Concerted efforts at stimulating the economy by the ECB, appears to be paying off.
As per the results of a survey, manufacturing activity in the Eurozone hit its all-time high in November this year.
The development could be a welcome sign to policy makers at the European Central Bank (ECB) who are expected to announce a continuation of their asset purchase program when they meet sometime next week.
According to IHS Markit’s final manufacturing Purchasing Managers’ Index, the euro zone gave its highest ever reading since January 2014 and stood at 53.7.
Anything above 50 indicates growth.
However, a sub-index which measures factory output dipped slightly from 54.6 to 54.1.
“The November survey provided firm evidence that the weaker euro is providing a meaningful stimulus to manufacturing,” said Chris Williamson, chief business economist at IHS Markit.

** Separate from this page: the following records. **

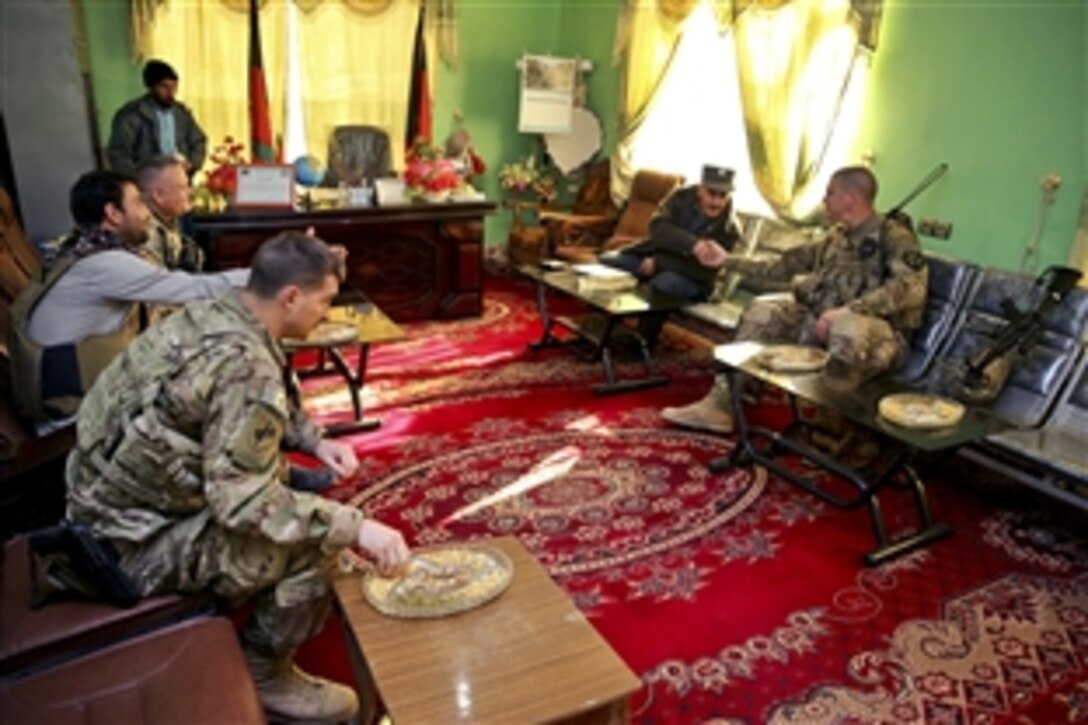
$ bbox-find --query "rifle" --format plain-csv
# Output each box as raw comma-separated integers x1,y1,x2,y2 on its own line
962,265,1080,403
885,162,949,229
29,521,139,609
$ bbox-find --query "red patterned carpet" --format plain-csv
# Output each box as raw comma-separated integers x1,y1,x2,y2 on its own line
293,274,1088,724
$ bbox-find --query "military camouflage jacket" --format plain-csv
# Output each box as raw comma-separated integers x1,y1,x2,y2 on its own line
66,293,362,552
726,216,929,331
140,213,203,272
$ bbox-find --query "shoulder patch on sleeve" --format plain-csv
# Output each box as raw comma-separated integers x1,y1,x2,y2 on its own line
903,249,926,269
228,402,284,471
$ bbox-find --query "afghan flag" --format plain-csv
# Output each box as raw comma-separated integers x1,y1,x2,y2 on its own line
249,0,275,163
405,9,431,149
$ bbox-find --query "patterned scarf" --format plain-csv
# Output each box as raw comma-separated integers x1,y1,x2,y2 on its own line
41,224,138,271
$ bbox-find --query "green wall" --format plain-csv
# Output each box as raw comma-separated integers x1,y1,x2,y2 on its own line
856,0,1088,269
434,0,564,245
84,0,1088,269
83,0,142,148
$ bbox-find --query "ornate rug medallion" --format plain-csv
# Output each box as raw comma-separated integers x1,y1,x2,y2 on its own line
768,574,1088,725
351,429,766,575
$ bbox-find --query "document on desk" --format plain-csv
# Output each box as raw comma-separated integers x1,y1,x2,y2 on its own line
234,164,295,208
571,263,639,292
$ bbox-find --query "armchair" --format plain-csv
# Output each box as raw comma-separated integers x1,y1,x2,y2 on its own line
506,159,617,263
323,126,393,186
553,170,683,262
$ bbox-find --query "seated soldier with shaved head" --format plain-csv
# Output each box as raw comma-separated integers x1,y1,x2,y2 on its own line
66,232,409,722
662,167,928,433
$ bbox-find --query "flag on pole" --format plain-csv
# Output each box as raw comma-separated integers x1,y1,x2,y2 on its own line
405,9,431,149
249,0,275,163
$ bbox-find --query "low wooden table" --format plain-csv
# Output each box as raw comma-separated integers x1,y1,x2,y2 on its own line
515,260,690,395
710,342,1009,566
335,537,641,725
283,298,405,437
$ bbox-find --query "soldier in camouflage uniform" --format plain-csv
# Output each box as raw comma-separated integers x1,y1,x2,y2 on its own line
662,167,928,432
136,156,203,272
66,232,408,720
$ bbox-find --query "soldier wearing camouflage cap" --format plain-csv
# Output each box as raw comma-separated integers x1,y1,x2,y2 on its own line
66,232,409,721
662,167,928,432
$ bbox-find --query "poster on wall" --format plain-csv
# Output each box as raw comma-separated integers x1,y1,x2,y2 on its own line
518,56,578,134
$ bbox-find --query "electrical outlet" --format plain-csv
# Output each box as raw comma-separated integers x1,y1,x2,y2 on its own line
917,218,952,239
932,221,952,239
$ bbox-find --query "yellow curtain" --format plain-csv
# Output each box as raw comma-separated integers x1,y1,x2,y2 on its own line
733,0,880,218
148,0,286,167
1070,192,1088,286
611,0,730,199
299,0,420,170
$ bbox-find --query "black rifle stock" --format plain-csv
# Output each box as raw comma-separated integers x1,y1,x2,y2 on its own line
29,521,139,606
963,265,1080,402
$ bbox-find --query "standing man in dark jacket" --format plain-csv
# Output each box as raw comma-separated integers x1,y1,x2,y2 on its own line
107,60,207,176
601,165,741,302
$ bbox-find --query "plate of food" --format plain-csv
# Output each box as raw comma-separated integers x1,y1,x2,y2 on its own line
362,546,514,618
877,393,965,430
756,345,828,372
284,320,359,347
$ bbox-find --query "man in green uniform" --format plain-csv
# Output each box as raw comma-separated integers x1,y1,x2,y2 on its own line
662,167,929,432
66,232,409,721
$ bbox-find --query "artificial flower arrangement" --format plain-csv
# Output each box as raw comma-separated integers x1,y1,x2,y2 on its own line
498,153,557,202
405,138,467,201
193,136,248,211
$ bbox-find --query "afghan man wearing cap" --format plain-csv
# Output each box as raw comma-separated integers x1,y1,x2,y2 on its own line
107,60,207,177
601,165,741,302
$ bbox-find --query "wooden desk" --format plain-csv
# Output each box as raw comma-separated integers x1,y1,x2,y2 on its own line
194,201,495,322
335,537,641,725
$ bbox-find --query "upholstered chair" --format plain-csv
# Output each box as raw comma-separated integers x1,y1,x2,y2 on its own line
554,170,683,262
324,126,393,186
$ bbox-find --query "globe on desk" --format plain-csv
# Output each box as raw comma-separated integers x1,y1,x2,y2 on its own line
292,155,325,186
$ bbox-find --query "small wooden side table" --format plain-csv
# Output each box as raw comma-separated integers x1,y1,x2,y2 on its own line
335,537,642,725
283,300,405,437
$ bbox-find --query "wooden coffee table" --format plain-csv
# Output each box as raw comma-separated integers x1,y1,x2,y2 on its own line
335,537,642,725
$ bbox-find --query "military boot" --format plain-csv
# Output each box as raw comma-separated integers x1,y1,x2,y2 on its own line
662,381,733,433
246,649,359,723
287,466,336,493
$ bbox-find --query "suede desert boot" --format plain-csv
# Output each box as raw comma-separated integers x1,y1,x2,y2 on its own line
662,382,733,433
245,649,359,723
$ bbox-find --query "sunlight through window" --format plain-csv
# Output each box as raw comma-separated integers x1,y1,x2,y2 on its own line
630,0,869,217
442,445,582,526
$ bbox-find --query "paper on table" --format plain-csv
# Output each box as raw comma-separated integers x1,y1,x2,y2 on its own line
571,263,632,278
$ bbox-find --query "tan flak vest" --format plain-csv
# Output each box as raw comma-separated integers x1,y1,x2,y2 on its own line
8,253,140,421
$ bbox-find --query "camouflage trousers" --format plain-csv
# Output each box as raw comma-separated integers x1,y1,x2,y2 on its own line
114,511,335,658
737,300,908,383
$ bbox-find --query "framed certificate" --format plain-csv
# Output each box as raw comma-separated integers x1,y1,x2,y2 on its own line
234,164,295,209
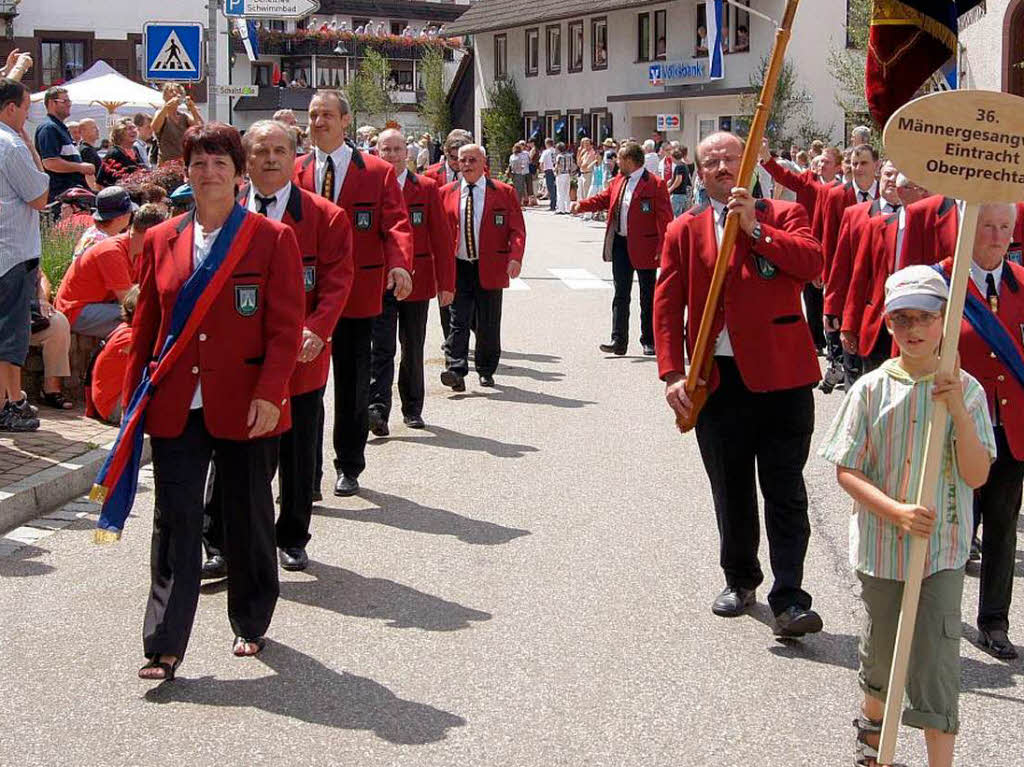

“While the ECB looks poised to extend its quantitative easing program at its December meeting, the upturn in growth and inflationary pressures will further fuel talk of whether we could see the ECB start tapering its asset purchases next year.”
In a sign that the ECB’s economic stimulus is working, inflation in the Euro zone has inched up by a tenth of a percentage point in November.
For the first time in a year, consumer prices have risen by 0.6%. However, it is still below the ECB’s target of 2%.